Ozzy tried to absorb all of that, then looked at his sheet again. "Ok, I think I'm getting an idea of how things work. I'll have to remember to ask myself 'What would Billy do?' if I'm ever on a ship. Hull is mitigation? Sort of like armor in a fight?"
"You have some Hull? That's good. You'll take less damage the next time you get bit. Explains how you survived that fight too. You should have been dead and me next to you. Any more questions? Only so much school time in me and you still want to learn how to make chains.
Ozzy nodded; it didn't seem like Woodrat was used to talking so much. "I've also got Aura and skill called Smokestealing. What exactly do those do those do?"
Woodrat's voice got calm and low. "How much Smokestealing?"
"120 points."
Woodrat stood up suddenly and pointed. "Damn, a ship by that Island. We got lucky as hell. Look over there, you can just see them on the horizon."

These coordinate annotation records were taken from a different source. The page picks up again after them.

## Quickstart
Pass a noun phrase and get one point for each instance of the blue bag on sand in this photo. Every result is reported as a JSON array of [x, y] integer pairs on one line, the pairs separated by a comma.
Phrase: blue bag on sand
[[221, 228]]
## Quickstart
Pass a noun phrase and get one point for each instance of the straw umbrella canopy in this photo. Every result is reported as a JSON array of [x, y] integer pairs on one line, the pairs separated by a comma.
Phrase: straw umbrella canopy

Ozzy turned and scanned the haze. Woodrat must have much better eyes than him. "I don't see it."
"Keep looking!"
Ozzy still didn't see anything, he turned back to Woodrat only to find the man had jumped onto his raft and undid the chain. A swift push against the wreckage and the raft was thirty feet away and drifting further. Ozzy yelled at him. "What the hell is going on?"
Woodrat jammed his oar into the center of the raft and Ozzy could see a slight shimmer of heat suspended from it. "The hell if I know! You're the craziest thing I've run into. You don't know shit about the smoke, or about ships, but your strong as a Veteran Mate and have a belly full of fire. Then you casually tell me you could suck the life out of me. I'm not playing your game any longer. I'd rather sail off and die to a shark than be turned into a husk."
Ozzy slapped his face in frustration, then sat down and folded his arms. He wasn't anxious to lose his only source of information, especially when he was so confused. "I don't suppose you'd be up for continuing the conversation from a, would you?"
Woodrat just raised the middle finger of his hand, showing that some gestures were universal.